Question: Do you feel that male critics have been unfairly
harsh toward your work?
Isabel Allende: I think that every writer receives
criticism. It’s impossible to please everybody when you do anything
that is public you get good and bad reviews. And I don’t pay much
attention to the good reviews or the bad ones. I write what I have to
write. So, I don’t worry about that.
Now, there is some
pettiness in my country, for example, in Chile, because if anybody,
except a soccer player, is successful, everybody gets angry because they
think that one is stealing space or oxygen from everybody else. And
the truth is that if a writer is successful, you gain readers. It
benefits all the writers. It’s important for all the writers that as
many of us as possible be successful.
Question: Why do studies of Latin American literature focus chiefly
on male writers?
Isabel Allende: Because it’s only recently that women writers
have had a space in Latin America. In publishing, editing, teaching in
the universities, reviewers—all men. And the writers were like clubs
of... like male clubs where women were not accepted except if you were
some kind of poet or wrote children's books. Then that was... or
cookbooks, that role was accepted in women, nothing else. So, we were
kept in silence for a long time and women have been writing in Latin
America since Sor Juana Inés De la Cruz .

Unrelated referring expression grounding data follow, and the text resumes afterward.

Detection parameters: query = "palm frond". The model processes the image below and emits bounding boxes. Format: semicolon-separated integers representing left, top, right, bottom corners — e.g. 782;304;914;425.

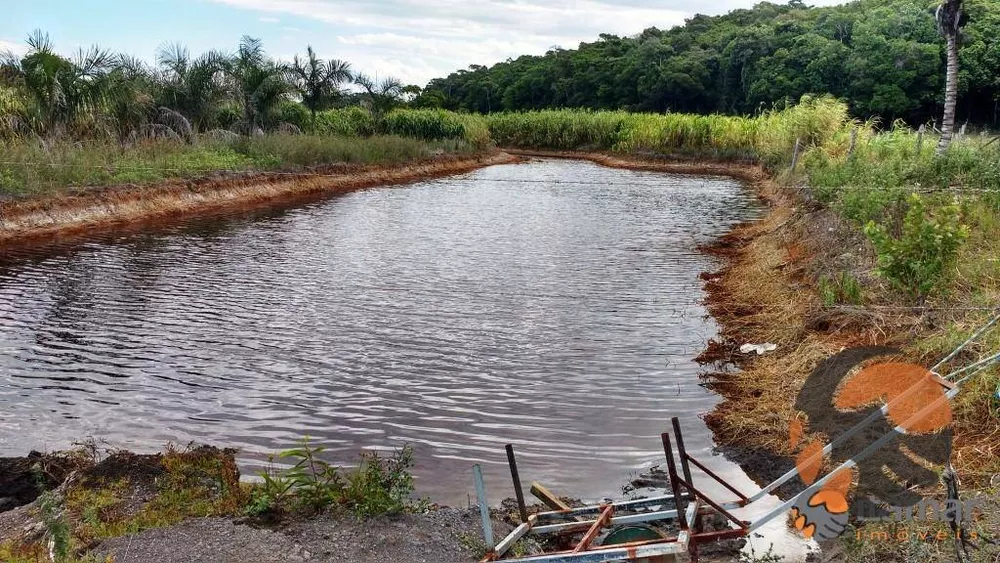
157;42;190;75
74;46;113;77
115;55;150;80
26;30;54;55
327;59;352;84
157;106;194;143
238;36;265;68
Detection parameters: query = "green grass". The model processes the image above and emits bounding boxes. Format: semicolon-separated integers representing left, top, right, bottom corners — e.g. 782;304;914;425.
312;107;491;149
313;106;377;137
485;94;848;162
64;446;246;545
0;134;478;197
383;109;491;148
1;441;427;561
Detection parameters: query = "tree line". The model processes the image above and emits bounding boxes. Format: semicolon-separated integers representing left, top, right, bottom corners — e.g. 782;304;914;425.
416;0;998;127
0;32;413;142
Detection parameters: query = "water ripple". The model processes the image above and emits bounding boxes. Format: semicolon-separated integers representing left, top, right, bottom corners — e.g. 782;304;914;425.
0;159;761;503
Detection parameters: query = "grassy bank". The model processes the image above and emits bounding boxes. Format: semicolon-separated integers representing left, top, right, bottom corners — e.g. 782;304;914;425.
0;108;492;198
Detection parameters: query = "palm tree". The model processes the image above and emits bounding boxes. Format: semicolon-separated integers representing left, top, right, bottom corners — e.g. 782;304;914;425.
226;36;293;134
0;30;113;137
354;73;403;121
105;54;158;141
291;46;352;127
156;42;228;132
935;0;964;155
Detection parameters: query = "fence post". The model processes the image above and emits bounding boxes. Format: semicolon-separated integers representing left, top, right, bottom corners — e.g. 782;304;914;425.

So, it’s really been a sort of conspiracy of the male patriarchy to keep
women mute. And now, more and more, because the publishers know that
more women than men read fiction, more women authors are being published
and now translated and their work is better known. But this is a
When I published "The House of the Spirits" in
1982, I was... people were saying in the reviews everywhere that I was
the only writer of the Latin American boom of literature. Women have
been writing forever, but nobody knew them.